Director education organizations such as NACD also play a meaningful role in the broader ecosystem, supporting aspiring directors with governance training, peer community, and visibility within the director market.
The panel also emphasized the importance of relationships with executive search consultants. Ellis-Kirk advised executives who already know someone in executive search to ask for introductions to colleagues who specialize in board work, noting that board search may sit with different people inside a firm.
Smith recommended that executives currently inside an organization begin with their CEO. A CEO can offer candid feedback on readiness, help articulate the executive’s value proposition, and support a more focused board narrative. She also recommended speaking with current board members and refining the message from “I want to sit on a board” to a more precise explanation of the kind of board where the executive can add value.
LinkedIn also matters. Smith noted that board committees often look at a candidate’s profile quickly after a name is raised.
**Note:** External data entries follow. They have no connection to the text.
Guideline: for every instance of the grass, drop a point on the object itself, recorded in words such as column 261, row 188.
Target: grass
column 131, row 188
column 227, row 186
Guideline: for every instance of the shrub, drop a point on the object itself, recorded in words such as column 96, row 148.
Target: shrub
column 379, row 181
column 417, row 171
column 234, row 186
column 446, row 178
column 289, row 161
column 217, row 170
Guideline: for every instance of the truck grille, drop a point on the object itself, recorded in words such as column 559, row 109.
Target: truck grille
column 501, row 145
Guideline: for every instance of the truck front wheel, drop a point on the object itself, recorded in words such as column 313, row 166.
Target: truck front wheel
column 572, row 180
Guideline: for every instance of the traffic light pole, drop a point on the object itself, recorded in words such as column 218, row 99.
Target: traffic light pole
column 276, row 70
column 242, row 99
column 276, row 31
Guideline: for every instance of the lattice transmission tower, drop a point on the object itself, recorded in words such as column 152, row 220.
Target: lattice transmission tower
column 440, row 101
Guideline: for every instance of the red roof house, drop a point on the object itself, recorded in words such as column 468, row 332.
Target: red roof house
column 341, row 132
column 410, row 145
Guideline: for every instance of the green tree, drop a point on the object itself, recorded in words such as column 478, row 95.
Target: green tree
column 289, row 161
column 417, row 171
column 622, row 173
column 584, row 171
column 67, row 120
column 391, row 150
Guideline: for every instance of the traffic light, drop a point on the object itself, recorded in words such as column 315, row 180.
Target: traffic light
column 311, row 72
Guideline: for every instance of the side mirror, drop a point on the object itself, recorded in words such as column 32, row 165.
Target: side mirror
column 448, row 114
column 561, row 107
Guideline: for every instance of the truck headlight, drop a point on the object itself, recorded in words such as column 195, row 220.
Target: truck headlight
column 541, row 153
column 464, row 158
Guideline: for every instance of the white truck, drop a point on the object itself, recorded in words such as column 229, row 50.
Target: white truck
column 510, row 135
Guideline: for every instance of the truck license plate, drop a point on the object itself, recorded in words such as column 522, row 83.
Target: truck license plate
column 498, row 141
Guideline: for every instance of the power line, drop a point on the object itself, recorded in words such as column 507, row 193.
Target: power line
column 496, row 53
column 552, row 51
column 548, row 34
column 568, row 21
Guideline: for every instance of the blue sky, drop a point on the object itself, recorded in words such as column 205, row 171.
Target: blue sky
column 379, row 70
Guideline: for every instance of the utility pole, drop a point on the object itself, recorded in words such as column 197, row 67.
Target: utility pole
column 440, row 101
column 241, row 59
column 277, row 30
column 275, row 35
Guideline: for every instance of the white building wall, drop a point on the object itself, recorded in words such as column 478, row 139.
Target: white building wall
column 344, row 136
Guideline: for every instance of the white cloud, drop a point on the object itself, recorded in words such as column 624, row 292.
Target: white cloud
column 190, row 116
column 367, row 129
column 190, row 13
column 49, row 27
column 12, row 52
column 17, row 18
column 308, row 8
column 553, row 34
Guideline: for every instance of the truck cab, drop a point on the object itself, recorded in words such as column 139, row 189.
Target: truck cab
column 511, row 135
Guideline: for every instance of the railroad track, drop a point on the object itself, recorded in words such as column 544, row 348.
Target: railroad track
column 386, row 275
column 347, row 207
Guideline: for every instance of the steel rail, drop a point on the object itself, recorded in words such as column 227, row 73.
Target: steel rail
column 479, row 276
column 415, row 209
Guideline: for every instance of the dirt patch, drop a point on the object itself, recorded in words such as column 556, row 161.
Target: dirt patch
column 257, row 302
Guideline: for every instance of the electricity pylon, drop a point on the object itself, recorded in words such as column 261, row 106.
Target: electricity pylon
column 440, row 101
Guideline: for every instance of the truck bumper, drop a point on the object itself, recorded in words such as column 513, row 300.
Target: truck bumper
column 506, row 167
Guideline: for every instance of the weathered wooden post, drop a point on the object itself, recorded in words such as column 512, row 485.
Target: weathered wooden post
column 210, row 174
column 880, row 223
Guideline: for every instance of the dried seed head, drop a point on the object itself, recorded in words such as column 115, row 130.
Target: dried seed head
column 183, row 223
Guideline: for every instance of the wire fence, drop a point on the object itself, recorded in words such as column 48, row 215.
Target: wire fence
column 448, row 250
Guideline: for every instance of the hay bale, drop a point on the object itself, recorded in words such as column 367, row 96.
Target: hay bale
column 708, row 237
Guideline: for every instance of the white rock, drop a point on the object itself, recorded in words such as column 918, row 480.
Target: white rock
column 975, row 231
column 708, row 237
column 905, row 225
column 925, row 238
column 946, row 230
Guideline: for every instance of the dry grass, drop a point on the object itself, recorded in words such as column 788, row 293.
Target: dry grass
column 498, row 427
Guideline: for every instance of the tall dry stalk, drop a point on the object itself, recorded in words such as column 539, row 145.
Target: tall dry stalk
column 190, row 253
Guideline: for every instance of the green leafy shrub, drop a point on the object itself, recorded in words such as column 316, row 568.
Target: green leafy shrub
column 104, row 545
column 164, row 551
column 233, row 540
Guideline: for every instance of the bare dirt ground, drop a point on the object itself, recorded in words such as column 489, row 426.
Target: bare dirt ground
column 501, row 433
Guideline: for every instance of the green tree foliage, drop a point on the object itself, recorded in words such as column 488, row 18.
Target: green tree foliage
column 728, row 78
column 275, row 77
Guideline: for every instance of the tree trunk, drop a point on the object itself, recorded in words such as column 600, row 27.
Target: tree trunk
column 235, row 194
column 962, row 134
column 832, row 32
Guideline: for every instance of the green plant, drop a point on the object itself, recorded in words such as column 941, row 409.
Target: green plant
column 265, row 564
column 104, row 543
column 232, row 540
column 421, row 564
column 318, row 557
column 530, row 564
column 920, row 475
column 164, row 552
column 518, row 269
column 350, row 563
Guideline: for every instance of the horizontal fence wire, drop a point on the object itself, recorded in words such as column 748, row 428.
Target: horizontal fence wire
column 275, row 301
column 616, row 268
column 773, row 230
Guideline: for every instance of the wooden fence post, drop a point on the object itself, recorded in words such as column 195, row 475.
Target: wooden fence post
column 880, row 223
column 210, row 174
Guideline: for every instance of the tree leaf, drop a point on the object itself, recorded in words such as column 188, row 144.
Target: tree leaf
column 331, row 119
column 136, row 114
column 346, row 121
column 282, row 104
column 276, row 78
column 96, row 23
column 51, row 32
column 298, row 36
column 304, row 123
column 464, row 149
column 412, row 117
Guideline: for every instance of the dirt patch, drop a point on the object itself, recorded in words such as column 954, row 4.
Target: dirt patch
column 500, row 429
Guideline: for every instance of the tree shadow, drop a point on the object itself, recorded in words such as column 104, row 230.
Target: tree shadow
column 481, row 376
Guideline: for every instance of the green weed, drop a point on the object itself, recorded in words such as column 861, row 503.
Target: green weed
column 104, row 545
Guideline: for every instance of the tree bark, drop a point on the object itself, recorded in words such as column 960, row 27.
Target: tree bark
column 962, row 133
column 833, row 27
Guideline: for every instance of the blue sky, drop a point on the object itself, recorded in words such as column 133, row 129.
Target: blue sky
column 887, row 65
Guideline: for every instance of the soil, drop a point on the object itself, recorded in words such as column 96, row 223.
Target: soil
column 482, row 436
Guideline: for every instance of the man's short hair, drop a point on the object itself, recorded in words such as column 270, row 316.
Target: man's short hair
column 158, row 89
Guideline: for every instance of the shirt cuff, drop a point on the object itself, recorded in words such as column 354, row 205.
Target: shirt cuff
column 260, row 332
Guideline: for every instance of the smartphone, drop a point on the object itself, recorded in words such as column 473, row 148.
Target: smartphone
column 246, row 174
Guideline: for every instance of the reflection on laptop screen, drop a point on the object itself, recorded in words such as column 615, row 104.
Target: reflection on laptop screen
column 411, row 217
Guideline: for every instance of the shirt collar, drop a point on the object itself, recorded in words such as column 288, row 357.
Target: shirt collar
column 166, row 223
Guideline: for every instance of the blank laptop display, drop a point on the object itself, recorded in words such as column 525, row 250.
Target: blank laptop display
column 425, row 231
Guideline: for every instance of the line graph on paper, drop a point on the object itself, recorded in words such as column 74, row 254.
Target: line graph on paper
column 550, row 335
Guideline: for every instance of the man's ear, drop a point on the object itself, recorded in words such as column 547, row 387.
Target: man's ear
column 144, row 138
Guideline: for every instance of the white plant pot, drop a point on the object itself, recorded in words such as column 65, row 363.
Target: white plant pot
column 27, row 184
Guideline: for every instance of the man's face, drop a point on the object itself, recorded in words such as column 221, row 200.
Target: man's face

“Yes, you need a board bio. Yes, you need a resume, but LinkedIn is still really important,” she said.
For executives, visibility is not about broad self-promotion. It is about making one’s board value clear, credible, and easy to understand. For boards, trusted search partners can help expand the candidate pool beyond familiar networks and identify leaders whose experience aligns with the organization’s future needs.
The First Board Seat Starts With a Clear Story
The path to a first board seat is rarely linear. But the panelists made clear that executives can improve their chances by doing three things well: understanding the needs of boards, defining their board-level value, and communicating that value through a strategic lens.
That requires more than listing accomplishments. It requires showing how those accomplishments helped an enterprise grow, adapt, compete, or transform. It requires preparation that reflects curiosity and judgment. And it requires the ability to enter the room not as a candidate seeking approval, but as a potential peer ready to contribute.
For those considering their own path to a first board seat, BlueSteps’ Modern Board Candidate’s Playbook explores these themes in greater depth. It is a free, downloadable resource for executives thinking seriously about board service.
For boards, the discussion reinforced the value of working with trusted executive search and leadership advisory partners. AESC Member firms bring market insight, assessment rigor, and a deep understanding of board dynamics to one of the most consequential leadership decisions an organization can make: who earns a seat at the table.
As Smith put it, the central question is: “How are you going to add value to whatever organization board you’re going after?”